The word “scornful” is a word that means “to mock; to treat with contempt; to ridicule and make fun of.” Literally, it means “to make a mouth at,” like making contortions with your face to express an attitude of mockery.

Now the thing about scorn and mockery is that they issue out of an attitude of pride. We make fun of others because in some way they don’t meet our standards. When we mock, we are saying that our way of thinking is better than theirs, or that our way of doing something is superior to their way of doing it. Mockery and scorn are, pure and simple, an expression of pride – and God hates pride more than anything else (Proverbs 6:16-17), which is why God is so down on making fun of others.

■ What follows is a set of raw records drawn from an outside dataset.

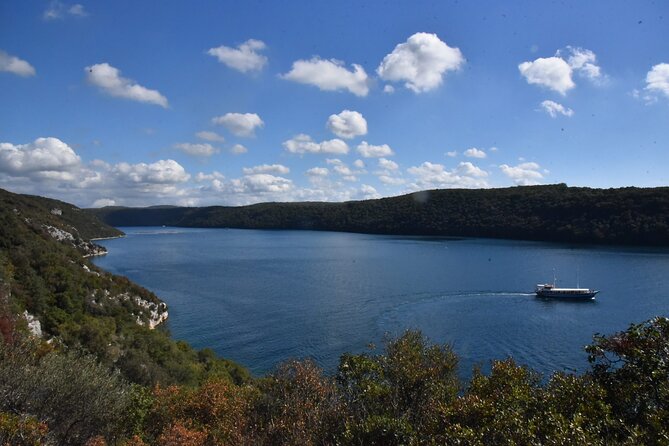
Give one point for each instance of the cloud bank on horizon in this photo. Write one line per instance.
(341, 119)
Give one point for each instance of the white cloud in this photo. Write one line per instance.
(329, 75)
(431, 175)
(584, 62)
(368, 192)
(469, 169)
(523, 174)
(318, 172)
(261, 183)
(550, 72)
(370, 151)
(554, 109)
(215, 175)
(304, 144)
(347, 124)
(58, 10)
(13, 64)
(109, 80)
(391, 180)
(210, 136)
(657, 80)
(474, 153)
(244, 58)
(240, 124)
(41, 158)
(238, 149)
(102, 202)
(556, 72)
(205, 149)
(420, 62)
(279, 169)
(387, 164)
(161, 172)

There is a story in 2 Kings 2 about a group of young men who mocked the prophet Elisha. They made fun of him and ridiculed how he looked and what he did. Then Elisha turned around and cursed them in the name of the Lord. Immediately two bears came out of the woods and attacked the men who were mocking. It was the judgment of God upon them because of their scornful spirits. God was making it clear that He doesn’t like to be mocked.

So don’t make fun of the things of God, and don’t make fun of other people either. Don’t sit in the seat of the scornful. Now you know the real meaning of the word.

Say — Do something to encourage someone today. Instead of tearing them down – build them up!